Toxicologic Mechanism

    A) Rhodamine appears to be an irritant and possible carcinogen. It is carcinogenic in animals (RTECS , 1991).
    B) When heated to decomposition, rhodamine emits toxic chlorine, ammonia, and nitrogen oxide fumes (Sax & Lewis, 1987).

Physical Characteristics

    A) This compound may be a reddish violet powder or green crystals.
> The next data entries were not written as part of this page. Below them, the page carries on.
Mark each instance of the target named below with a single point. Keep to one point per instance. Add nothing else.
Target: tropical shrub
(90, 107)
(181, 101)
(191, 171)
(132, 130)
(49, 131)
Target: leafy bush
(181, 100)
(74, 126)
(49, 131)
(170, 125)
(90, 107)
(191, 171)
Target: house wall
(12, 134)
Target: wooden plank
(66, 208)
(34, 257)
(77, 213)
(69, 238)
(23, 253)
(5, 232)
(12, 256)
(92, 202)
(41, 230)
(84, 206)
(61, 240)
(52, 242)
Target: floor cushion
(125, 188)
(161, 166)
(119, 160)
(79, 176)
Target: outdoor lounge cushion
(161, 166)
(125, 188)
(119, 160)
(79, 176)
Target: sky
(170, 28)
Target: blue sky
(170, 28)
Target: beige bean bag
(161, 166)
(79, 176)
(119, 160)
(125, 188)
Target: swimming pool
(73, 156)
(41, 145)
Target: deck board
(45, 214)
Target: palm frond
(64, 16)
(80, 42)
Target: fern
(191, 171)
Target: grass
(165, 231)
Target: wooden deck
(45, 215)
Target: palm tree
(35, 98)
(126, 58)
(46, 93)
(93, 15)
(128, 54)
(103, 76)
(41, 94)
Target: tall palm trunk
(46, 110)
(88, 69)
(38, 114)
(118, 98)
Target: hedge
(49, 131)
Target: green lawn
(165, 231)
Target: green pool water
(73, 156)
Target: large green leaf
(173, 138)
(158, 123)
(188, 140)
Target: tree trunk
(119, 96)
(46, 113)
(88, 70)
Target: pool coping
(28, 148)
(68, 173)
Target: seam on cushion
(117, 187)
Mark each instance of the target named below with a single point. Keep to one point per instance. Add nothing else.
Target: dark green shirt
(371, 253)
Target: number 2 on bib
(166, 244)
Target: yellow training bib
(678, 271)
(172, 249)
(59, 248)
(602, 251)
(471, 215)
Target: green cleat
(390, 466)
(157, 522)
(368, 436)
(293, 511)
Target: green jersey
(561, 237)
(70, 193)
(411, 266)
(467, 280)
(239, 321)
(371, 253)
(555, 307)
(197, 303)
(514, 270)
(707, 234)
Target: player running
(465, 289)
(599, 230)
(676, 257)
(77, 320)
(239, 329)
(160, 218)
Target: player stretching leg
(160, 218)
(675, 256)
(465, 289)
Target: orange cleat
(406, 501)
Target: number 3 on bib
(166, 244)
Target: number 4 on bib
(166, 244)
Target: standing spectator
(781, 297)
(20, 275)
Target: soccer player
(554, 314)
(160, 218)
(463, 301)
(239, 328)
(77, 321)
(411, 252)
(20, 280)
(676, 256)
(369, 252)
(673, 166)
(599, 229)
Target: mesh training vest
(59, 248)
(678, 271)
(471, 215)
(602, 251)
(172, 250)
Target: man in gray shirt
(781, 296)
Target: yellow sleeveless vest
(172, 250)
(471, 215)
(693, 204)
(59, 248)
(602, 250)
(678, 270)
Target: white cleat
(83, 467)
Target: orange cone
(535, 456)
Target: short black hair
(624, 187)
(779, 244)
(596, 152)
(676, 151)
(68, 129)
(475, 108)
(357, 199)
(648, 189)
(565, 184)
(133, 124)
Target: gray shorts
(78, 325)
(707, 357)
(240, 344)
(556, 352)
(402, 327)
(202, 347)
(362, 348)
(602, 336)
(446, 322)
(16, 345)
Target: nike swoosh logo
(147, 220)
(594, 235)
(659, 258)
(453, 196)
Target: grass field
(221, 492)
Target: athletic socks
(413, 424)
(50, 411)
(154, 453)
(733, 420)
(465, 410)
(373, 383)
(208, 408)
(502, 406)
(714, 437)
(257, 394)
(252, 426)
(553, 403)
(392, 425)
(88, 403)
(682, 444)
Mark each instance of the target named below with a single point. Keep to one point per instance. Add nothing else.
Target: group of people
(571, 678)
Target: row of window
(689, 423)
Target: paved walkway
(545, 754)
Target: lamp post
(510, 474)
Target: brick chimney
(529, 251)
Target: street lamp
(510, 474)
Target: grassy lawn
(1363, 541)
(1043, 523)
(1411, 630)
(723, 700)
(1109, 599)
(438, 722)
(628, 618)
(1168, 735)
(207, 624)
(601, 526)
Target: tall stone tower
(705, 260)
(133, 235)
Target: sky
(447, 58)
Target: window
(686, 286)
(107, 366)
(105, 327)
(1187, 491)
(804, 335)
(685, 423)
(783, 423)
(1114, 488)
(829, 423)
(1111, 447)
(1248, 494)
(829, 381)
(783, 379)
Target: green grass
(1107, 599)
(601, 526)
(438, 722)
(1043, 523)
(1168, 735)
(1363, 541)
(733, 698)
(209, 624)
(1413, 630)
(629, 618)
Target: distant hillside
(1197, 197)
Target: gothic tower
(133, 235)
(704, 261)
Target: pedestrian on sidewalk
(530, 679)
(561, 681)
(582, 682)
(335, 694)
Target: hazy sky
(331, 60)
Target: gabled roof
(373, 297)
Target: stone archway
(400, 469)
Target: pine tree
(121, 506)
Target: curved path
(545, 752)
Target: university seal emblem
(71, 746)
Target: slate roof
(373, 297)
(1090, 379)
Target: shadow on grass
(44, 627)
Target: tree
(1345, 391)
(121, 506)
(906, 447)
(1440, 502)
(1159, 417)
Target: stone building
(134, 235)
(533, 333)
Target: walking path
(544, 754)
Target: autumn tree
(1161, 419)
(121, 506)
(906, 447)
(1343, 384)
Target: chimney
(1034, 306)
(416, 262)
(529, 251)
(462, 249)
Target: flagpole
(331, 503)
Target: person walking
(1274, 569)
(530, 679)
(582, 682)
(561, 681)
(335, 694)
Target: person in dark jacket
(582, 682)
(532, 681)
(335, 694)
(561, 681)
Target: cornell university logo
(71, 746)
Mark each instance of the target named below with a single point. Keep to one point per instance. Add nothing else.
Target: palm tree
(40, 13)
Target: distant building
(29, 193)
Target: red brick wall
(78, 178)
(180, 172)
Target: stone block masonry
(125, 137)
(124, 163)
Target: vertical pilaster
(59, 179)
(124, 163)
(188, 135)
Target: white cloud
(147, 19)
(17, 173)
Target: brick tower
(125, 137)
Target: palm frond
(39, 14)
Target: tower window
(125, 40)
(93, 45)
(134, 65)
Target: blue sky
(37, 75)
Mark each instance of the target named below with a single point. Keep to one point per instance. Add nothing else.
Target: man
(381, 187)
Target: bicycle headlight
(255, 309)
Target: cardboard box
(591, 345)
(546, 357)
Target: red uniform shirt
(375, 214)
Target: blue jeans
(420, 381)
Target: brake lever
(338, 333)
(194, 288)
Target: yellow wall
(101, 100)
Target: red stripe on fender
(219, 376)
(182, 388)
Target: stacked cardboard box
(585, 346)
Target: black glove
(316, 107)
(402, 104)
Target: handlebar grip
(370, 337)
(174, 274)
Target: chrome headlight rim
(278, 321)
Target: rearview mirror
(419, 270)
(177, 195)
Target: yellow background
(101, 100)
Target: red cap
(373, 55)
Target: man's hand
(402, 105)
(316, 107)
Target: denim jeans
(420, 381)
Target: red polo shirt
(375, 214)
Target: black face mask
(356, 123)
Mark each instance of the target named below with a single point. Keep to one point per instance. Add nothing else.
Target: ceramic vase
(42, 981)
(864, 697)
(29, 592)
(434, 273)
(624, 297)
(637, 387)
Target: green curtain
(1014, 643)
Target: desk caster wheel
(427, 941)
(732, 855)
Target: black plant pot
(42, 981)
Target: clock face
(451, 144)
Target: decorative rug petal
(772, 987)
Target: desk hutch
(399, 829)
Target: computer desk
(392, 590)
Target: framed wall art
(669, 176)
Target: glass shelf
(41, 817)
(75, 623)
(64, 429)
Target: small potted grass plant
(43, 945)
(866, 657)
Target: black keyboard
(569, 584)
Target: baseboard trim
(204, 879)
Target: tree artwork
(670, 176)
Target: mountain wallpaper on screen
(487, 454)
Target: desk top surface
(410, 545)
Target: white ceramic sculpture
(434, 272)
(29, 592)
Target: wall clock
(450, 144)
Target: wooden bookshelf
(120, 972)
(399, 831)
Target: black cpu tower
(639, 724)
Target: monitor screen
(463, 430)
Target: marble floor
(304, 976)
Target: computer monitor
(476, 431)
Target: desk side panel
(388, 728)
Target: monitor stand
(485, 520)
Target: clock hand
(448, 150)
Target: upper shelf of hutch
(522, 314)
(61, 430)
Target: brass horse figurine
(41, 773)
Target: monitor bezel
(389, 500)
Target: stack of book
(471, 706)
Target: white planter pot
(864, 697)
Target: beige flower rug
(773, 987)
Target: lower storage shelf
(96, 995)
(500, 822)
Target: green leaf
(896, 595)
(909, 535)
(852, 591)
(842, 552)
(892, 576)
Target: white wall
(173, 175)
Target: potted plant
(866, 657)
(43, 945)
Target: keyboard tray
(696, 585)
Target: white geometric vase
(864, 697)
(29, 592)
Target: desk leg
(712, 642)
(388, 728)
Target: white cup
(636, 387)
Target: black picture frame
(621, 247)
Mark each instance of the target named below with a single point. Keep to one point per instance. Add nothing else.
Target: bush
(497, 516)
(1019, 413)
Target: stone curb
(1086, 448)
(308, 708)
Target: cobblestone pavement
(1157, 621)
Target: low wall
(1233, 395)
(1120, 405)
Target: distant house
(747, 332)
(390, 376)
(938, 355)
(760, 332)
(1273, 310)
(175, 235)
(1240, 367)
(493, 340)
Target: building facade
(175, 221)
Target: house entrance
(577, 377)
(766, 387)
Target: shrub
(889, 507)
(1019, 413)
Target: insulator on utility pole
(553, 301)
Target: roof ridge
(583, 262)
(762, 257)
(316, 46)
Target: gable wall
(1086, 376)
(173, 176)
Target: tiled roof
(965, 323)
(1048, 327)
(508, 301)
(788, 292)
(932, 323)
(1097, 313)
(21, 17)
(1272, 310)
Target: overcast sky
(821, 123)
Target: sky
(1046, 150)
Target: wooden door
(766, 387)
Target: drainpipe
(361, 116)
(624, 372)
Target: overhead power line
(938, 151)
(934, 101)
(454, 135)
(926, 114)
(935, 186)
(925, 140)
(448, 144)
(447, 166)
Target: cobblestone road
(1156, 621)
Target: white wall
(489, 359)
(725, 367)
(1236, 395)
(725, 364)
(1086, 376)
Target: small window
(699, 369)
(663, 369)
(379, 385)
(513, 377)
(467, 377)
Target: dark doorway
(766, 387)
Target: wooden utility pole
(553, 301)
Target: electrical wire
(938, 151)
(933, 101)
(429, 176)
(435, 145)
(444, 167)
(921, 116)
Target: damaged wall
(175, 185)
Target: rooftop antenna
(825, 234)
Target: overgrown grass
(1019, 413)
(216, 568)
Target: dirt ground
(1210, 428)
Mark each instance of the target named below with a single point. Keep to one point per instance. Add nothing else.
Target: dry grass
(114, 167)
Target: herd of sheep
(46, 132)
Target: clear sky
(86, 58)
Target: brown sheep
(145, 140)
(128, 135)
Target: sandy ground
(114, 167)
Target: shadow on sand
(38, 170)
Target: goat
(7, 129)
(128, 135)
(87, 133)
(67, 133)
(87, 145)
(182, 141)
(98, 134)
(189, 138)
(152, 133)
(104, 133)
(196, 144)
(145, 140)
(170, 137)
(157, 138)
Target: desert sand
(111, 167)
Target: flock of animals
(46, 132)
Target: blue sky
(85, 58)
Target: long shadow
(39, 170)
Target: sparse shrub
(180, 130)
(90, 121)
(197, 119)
Solutions are bluish red in color and fluorescent (Budavari, 1996).

Molecular Weight

    A) 479.06 (RTECS , 2001)

Other

    A) OTHER
    1) CASE REPORTS
    a) A free-ranging polar bear was examined forensically and determined to have died from ingesting a solution of ethylene glycol and rhodamine B used to mark runways covered with ice. Death was probably due to ethylene glycol intoxication; the necessary fatal dose of rhodamine was calculated (based on mouse LD50) to be 18 grams for this 200 kg bear. However, toxic effects due to rhodamine could not be ruled out (Amstrup et al, 1989).